The works were suspended for a month during the lockdown, but resumed under alert level 3.
Project manager Will Doherty said despite the delay, they were still on track to meet their original project deadline.
"We're pretty much back up to where we were pre-Covid, in terms of we've got about 450 staff on site at the moment.
"We're obviously just looking at what the impact is to the overall programme and projects within that, but the indications are we're still on track for completion of physical works by the end of this year."
He said that safety controllers were in place to enforce Covid-19 safety measures, which included temperature checks for anyone coming in and out of the worksite, or the temporary village, and social distancing.

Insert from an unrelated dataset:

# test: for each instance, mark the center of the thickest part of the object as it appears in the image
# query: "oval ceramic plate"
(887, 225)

There were still over 100 employees staying at the temporary workers' village which has 300 rooms, a large kitchen and recreation area.
The village was put up for tender in early 2019, but additional work was added to the Kaikōura rebuild so it will stay in place until the end of the year, Doherty said.
Kaikōura mayor Craig Mackle, whose business Harmac Concrete supplied concrete for the rebuild, was pleased with how the highway rebuild had progressed.
"I never really appreciated the scale of it, even though we were watching it from its infancy to what it is now, until I went past it in a chopper at a 45-degree angle and it just blew me away.
"It has been a massive, massive feat to get where they are today."